One of the major strengths of the study is that the external validation was performed using a large number of hospitals and patients, which strengthens the generalizability of the results. In addition, Lombardi et al. [8] performed multiple supporting analyses to enhance the utility of their findings. First, they assessed discrimination using data from different waves of the pandemic (no substantial difference) and across age subgroups (lower performance was seen in patients > 65 years old for some scores). Second, they assessed model performance using standard AUC values as well as area under the precision-recall curve (results unchanged) which can account for imbalanced outcomes. Finally, they assessed calibration using the calibration curve by deciles of risk, which allowed them to describe that the models overestimated mortality, especially during the epidemic waves subsequent to the first one.

Weaknesses of the study were that the authors were unable to exactly replicate all of the scores as they were originally designed because of missing data or other cohort differences. Nevertheless, they clearly describe their missing data and no substantial change was found in AUC values between datasets with multiple imputation or complete case analysis (Table 7S). Other limitations are the retrospective study design that could include selection and information bias, as reported in the discussion. In addition, prognostic scores are useful instruments to assess groups of patients, but may have limitations when applied in the clinical practice for individual risk prediction due to their probabilistic nature [12].
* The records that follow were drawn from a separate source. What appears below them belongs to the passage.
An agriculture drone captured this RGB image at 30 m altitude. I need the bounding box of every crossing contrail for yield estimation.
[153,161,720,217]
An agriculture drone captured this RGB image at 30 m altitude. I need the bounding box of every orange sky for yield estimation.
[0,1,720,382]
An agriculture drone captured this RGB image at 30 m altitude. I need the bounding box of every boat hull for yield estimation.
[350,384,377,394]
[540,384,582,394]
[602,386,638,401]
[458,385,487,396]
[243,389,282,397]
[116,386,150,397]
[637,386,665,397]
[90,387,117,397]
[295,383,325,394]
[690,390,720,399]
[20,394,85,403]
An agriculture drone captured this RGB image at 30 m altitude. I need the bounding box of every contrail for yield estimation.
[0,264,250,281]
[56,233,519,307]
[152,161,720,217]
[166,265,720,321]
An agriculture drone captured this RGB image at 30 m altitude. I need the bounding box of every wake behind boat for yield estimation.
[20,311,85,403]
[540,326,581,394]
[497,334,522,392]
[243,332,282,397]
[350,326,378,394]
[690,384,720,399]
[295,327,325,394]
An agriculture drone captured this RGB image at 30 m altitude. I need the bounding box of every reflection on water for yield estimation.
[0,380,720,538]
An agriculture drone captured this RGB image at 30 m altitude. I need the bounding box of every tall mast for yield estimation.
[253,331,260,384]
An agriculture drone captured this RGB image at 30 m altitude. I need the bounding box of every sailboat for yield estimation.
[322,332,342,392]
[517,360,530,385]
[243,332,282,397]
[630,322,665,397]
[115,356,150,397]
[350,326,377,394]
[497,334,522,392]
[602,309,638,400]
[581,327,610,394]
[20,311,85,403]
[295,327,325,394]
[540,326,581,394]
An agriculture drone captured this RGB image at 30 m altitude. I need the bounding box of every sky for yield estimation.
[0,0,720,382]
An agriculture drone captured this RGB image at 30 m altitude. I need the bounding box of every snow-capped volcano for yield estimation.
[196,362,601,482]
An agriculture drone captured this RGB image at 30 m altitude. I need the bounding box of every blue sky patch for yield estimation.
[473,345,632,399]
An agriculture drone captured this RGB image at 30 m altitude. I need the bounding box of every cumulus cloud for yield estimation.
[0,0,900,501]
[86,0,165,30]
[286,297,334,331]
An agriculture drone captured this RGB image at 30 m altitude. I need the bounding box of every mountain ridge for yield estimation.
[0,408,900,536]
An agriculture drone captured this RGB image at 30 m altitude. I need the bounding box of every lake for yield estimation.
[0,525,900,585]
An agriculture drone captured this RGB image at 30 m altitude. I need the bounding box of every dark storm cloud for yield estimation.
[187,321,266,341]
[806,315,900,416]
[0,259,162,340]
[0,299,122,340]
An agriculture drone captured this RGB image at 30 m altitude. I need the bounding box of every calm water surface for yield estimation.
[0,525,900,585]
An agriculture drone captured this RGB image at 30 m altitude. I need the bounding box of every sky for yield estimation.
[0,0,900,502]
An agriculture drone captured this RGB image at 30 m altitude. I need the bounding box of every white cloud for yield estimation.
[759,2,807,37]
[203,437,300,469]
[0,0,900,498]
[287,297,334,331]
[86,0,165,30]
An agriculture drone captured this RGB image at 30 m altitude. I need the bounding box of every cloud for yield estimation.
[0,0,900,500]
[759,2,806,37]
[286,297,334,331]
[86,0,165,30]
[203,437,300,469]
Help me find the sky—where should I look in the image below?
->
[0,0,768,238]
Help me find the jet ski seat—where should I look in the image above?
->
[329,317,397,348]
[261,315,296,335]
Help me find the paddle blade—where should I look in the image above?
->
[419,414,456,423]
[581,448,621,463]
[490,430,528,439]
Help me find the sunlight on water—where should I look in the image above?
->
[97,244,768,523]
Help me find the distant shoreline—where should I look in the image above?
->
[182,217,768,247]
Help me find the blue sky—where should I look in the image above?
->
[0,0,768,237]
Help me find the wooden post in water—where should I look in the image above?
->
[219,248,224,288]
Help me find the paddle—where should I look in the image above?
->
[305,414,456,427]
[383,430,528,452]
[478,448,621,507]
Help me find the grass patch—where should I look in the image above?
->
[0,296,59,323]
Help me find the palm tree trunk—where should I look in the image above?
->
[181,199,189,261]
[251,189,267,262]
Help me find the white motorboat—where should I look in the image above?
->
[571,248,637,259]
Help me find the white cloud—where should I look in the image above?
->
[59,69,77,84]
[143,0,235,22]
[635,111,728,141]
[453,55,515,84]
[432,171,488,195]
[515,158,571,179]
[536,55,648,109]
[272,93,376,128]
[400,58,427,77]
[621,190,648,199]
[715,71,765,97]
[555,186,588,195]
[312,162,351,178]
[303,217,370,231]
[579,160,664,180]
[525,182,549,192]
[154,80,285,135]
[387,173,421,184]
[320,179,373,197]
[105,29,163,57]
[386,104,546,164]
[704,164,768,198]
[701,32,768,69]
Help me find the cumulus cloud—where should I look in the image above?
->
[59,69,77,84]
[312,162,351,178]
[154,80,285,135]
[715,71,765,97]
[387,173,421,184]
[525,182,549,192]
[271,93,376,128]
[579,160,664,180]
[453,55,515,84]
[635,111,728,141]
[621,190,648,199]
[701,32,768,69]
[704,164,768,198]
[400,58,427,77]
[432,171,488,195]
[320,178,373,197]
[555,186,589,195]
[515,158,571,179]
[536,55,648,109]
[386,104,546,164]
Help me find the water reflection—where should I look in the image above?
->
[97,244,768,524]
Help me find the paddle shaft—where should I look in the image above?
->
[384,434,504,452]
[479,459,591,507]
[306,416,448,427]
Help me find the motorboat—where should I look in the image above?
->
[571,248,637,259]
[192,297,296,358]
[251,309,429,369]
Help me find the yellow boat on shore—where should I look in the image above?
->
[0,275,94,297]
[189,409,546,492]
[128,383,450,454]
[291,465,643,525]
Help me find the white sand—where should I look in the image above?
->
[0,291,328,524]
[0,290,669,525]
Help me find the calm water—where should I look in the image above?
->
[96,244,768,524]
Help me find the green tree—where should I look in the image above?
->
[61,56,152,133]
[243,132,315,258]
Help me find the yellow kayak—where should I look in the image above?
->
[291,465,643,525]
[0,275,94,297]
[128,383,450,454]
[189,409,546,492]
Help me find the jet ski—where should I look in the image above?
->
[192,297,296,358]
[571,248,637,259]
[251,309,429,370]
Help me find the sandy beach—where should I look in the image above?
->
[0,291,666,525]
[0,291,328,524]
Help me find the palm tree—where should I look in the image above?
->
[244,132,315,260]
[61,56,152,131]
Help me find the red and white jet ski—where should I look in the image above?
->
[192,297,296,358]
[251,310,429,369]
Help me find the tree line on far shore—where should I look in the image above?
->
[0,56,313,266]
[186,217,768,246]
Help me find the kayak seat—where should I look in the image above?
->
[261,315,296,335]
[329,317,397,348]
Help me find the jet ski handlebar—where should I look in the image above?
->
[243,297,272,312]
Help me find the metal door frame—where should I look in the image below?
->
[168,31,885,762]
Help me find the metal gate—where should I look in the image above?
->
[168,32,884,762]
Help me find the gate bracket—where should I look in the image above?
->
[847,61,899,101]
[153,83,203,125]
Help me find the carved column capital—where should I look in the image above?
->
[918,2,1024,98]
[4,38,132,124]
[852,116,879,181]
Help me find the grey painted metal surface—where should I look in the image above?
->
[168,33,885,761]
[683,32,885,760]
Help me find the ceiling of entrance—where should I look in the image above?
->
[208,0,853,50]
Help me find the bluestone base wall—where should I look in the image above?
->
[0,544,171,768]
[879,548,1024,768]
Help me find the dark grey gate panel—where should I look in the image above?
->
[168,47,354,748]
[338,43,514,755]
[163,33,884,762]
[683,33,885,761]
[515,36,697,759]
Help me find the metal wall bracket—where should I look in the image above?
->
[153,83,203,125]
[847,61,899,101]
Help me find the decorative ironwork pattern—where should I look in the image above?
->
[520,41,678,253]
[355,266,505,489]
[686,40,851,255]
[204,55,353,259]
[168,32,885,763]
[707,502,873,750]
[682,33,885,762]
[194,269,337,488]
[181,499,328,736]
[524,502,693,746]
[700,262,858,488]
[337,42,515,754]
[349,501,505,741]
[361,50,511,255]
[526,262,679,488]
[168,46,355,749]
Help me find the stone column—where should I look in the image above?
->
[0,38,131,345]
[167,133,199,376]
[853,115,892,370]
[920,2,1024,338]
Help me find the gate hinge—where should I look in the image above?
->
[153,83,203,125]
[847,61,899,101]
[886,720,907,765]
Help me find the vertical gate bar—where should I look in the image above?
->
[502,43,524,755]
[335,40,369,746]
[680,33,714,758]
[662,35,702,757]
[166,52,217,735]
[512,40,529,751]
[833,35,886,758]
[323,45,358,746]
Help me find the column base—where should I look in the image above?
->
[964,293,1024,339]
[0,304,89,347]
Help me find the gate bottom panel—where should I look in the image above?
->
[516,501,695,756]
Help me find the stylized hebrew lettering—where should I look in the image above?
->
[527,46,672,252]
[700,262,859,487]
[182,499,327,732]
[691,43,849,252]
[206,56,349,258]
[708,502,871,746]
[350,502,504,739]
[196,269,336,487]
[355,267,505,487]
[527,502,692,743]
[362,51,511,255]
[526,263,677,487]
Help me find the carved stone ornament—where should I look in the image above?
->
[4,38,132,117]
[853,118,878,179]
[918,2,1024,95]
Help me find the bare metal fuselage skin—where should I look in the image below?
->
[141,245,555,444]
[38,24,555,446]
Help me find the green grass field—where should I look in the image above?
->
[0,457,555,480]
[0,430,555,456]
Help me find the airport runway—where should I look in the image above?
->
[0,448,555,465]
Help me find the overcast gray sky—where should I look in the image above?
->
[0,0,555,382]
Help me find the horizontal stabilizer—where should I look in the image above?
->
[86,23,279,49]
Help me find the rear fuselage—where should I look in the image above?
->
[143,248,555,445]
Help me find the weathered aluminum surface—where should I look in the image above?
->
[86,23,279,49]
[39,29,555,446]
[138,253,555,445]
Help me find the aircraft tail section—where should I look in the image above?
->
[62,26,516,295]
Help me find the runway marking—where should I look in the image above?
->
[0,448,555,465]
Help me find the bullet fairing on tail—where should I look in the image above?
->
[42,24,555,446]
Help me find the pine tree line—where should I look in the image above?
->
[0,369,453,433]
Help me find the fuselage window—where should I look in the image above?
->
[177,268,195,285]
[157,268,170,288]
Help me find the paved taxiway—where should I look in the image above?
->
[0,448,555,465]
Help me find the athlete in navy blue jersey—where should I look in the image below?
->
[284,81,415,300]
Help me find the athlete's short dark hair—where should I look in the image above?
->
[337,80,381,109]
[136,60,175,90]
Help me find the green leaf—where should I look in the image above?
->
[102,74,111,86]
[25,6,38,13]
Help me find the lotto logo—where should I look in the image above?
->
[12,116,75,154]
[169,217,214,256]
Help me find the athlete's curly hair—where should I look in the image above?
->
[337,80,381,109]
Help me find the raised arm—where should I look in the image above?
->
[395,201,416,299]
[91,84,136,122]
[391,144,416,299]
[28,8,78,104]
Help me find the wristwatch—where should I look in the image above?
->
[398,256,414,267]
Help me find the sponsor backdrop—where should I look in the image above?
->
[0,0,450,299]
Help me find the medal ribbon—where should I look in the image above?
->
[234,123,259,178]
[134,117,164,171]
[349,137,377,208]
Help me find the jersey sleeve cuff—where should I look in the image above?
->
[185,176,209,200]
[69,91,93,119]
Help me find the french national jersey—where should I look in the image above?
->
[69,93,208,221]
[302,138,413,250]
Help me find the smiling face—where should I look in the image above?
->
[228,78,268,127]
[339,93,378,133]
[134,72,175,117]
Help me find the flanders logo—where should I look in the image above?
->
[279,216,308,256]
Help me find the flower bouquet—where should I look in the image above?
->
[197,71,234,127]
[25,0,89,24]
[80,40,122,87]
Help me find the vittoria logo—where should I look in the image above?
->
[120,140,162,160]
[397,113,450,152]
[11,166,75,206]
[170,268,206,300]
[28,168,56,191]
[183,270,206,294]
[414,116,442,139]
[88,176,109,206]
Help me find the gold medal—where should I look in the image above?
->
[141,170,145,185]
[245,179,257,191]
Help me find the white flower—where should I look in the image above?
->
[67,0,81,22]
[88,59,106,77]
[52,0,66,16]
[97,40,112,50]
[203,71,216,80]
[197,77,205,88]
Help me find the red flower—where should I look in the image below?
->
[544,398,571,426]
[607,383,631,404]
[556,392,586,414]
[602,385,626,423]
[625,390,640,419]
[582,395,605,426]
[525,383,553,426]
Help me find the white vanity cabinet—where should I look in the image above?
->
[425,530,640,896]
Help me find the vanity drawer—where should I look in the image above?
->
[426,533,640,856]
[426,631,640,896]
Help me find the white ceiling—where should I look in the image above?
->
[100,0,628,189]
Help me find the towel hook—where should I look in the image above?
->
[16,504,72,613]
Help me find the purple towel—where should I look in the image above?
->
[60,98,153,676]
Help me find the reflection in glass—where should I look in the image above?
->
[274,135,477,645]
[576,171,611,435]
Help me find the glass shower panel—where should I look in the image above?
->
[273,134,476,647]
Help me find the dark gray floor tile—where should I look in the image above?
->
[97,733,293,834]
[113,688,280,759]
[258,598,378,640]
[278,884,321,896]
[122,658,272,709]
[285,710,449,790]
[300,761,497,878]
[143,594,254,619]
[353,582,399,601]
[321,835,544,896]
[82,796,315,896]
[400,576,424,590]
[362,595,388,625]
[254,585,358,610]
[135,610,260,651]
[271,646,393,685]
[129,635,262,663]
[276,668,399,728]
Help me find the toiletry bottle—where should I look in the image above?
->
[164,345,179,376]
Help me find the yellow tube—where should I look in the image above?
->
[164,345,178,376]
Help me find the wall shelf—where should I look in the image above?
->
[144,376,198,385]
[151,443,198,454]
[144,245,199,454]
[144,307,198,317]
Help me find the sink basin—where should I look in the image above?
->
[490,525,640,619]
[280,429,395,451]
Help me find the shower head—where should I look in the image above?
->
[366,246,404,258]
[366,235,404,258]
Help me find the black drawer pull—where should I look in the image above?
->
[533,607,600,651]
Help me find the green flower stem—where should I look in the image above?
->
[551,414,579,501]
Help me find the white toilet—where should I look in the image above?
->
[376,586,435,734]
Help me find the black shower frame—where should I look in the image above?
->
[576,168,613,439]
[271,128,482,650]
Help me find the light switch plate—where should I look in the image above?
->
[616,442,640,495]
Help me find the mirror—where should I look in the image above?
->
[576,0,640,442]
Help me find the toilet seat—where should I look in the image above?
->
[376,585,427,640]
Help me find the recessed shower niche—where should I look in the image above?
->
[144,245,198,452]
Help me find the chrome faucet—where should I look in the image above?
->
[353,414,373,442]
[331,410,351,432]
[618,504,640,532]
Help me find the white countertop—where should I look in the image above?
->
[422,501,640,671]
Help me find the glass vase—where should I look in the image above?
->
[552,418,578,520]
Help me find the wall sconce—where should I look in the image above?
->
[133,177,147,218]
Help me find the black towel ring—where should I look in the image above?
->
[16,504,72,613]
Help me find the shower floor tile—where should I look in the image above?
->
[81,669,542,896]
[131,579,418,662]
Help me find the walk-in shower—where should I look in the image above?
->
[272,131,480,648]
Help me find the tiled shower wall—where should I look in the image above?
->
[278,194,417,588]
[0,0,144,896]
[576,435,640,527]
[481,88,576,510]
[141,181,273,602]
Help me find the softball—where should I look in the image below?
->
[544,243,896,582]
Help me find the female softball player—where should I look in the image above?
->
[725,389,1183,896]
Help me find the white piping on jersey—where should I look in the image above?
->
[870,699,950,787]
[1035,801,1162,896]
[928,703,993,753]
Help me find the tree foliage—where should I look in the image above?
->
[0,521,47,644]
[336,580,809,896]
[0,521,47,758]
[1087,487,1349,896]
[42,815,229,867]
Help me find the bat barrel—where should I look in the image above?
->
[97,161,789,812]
In conclusion, we strongly commend Lombardi et al. [8] for their carefully conducted and comprehensive study. Although prior reports suggest that existing COVID-19 predictive models are at high risk for bias, this study helps lend confidence to a key set of prognostic scores by rigorously evaluating their performance in an independent sample. In the future, this work might allow researchers to devote their limited time to verifying the actual utility of COVID-19 prognostic scores in the clinical setting, instead of attempting to create new prognostic scores.